Abstract
[Purpose] The purpose of this study was to describe the properties of muscle nodules (kinkoketsu) recognized by manual physical therapy practitioners. [Participants and Methods] A total of one hundred and thirty-three physical therapists, occupational therapists, judo therapists, and acupuncturists participated in this study. The shape, size, direction, depth, and hardness of muscle nodules, often treated in the buttocks, were investigated through the completion of a questionnaire. [Results] A total of 124 answer sheets were completed; 112 of these described the shape of muscle nodules as ellipsoidal. Of these 112 sheets, 97 effective sheets were analyzed. The results showed that the mean long axis length, short axis length, and thickness of the muscle nodules were 30.9 mm, 16.2 mm, and 9.3 mm, respectively. The most common responses on the long axis direction, depth, and hardness of the muscle nodules were the craniocaudal orientation, the second shallowest layer of 5 divisions, and the eraser level, respectively. [Conclusion] The typical muscle nodule found in the buttocks by manual physical therapy practitioners is roughly the shape of a large almond.
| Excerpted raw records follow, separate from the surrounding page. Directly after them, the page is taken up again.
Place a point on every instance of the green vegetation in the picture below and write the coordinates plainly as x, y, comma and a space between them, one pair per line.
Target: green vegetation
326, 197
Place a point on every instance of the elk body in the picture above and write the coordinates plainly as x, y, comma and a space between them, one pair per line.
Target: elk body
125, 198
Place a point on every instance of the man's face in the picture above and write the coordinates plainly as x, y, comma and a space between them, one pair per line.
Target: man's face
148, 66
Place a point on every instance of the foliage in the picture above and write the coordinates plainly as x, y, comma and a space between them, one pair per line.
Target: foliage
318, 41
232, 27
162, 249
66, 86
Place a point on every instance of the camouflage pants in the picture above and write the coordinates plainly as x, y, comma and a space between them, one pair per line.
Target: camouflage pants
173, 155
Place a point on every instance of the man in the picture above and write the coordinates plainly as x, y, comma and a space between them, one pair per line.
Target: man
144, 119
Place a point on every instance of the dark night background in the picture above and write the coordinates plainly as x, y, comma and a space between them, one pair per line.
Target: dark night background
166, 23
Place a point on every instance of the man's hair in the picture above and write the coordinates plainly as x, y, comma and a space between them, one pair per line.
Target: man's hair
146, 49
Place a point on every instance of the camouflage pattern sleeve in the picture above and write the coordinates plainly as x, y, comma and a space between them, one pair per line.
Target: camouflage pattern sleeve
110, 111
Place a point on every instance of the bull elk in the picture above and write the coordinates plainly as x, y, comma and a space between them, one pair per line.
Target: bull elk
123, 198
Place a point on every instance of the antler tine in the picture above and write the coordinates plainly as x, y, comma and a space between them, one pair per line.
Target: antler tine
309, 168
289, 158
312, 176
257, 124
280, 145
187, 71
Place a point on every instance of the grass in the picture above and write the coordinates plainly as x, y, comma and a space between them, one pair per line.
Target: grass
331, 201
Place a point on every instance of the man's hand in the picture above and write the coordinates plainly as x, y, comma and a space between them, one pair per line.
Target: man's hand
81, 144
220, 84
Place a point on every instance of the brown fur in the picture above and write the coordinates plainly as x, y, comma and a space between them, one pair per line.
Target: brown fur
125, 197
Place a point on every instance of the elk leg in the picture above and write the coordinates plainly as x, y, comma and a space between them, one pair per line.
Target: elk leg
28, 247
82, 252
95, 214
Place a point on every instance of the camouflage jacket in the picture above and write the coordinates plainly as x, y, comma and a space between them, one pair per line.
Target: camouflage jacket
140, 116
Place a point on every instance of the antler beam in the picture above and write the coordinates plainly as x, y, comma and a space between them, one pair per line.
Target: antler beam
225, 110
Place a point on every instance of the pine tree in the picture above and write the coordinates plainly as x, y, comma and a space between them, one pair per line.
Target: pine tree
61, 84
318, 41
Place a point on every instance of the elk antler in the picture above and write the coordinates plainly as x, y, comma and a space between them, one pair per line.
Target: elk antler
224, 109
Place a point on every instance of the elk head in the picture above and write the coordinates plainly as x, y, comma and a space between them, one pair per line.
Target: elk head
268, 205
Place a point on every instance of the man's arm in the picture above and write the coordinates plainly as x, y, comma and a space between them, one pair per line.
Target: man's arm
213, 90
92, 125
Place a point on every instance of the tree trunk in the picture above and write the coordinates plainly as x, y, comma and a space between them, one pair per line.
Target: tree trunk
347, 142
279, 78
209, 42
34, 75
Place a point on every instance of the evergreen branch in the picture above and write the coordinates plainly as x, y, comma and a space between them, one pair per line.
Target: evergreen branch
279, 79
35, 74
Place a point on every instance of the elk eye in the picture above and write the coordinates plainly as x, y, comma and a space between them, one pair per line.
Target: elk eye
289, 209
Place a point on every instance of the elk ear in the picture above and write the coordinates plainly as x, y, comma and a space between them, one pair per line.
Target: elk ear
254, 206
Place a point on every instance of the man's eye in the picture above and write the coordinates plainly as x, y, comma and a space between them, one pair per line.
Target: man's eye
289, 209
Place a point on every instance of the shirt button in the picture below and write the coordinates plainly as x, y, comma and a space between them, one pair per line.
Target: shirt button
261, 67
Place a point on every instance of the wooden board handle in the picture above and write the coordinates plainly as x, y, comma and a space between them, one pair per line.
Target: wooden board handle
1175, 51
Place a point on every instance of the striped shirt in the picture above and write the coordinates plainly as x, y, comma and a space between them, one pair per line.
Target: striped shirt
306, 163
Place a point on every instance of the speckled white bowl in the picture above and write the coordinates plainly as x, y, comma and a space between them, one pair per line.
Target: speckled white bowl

Key words: Manual physical therapy, Muscle nodule, Palpation
INTRODUCTION
In the field of manual physical therapy in Japan, areas of local muscle hardness that are associated with muscle pain are called muscle nodules (“kinkoketsu” in Japanese). A variety of terms were used for such areas of hardness in overseas reports from the early 19th century to the early 20th century1). These included thickenings, nodular tumors, muscle callouses, fibrositis, and myogeloses1). However, the relationship between these areas of hardness and muscle nodules has not been verified. At the end of the 20th century, the concept of trigger points was proposed by Travell et al.2), and this has become a central topic of research in the field of muscle pain. Initially, trigger points were reported to be tender spots in taut bands of the muscle that, when stimulated, caused patients to exhibit local twitch responses, referred pain, or the jump sign2). These reactions suggested that the trigger point was a spot in the muscle distinct from muscle nodules. Later, “nodules in a taut band” were added to the diagnostic criteria of trigger points3) and are now seen as palpable nodules. This new criterion may have caused confusion between trigger points and muscle nodules in Japan.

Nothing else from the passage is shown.